Barangkali pemicu utama dari persoalan tersebut adalah peran serta kebijakan–kebijakan pemerintah yang kurang memihak dunia pendidikan. Butuh kerja keras banyak tangan demi menghadirkan solusi rendahnya kualitas ini. Terlepas dari semuanya, dua dari sekian banyak faktor penyebab kualitas yang rendah pada pendidikan di tanah air ini adalah kebijakan kurikulum dan manajemen pendidikan. Sekian banyak pergantian kurikulum tetap saja tidak bisa menyelesaikan permasalahan tersebut. Ditambah lagi manajemen pendidikan di hampir setiap lembaga pendidikan yang amburadul.
Menurut Agus Suwigno, kurikulum memang bukan satu-satunya penentu mutu pendidikan. Ia juga bukan perangkat tunggal penjabaran visi pendidikan. Meskipun demikian, kurikulum menjadi perangkat yang strategis untuk menyemaikan kepentingan dan membentuk konsepsi dan perilaku individu.
Sedangkan untuk manajemen pedidikan, ternyata masih banyak yang beranggapan bahwa manajemen pendidikan tidaklah mempunyai peran dalam dunia pendidikan karena persepsi yang keliru bahwa domain manajemen adalah bisnis. Banyak penyelenggara pendidikan yang bahkan masih belumk melihat perlunya manajemen dalam penyelenggaraan pendidikan.

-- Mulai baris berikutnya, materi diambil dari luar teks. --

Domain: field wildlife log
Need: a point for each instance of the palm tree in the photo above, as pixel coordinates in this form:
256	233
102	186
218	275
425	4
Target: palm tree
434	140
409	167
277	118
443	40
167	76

Kalaupun diterapkan, manajamen pendidikan nasional sementara ini secara keseluruhan masih bersifat sentralistis sehingga kurang mendorong terjadinya demokratisasi dan desentralisasi penyelenggaraan pendidikan.
Penyelenggaraan pendidikan di Indonesia telah mengalami beberapa periode perkembangan yang dinamis dan memperlihatkan kompleksitas hubungan antara pendidikan dan politik. Setiap periode ditandai oleh adanya infiltrasi politik terhadap sistem penyelenggaraan pendidikan dan implikasi sistem pendidikan terhadap dinamika politik. Sketsa penyelenggaraan pendidikan di negeri ini dapat dibagi menjadi enam periode perkembangan.
Periode pertama adalah periode awal atau periode prasejarah yang berlangsung hingga pertengahan tahun 1800-an.
Periode kedua adalah periode kolonial Belanda yang berlangsung dari tahun 1980-an hingga tahun 1945.
Periode ketiga adalah periode pendudukan Jepang yang berlangsung dari tahun 1942 hingga tahun 1945.
Periode keempat adalah periode Orde Lama yang berlangsung dari tahun 1945 hingga tahun 1966.
Periode kelima adalah periode orde baru yang berlangsung dari tahun 1967 hingga tahun 1998.
Periode keenam adalah periode reformasi yang dimulai pada tahun 1998, seiring dengan tumbangnya pemerintahan Orde Baru.

B. Definisi Kurikulum
Kurikulum adalah perangkat pendidikan yang harus dibuat dengan pertimbangan berbagai aspek demi tercapainya tujuan pendidikan tertentu. Aspek–aspek tersebut meliputi pendidik, peserta didik dan masyarakat.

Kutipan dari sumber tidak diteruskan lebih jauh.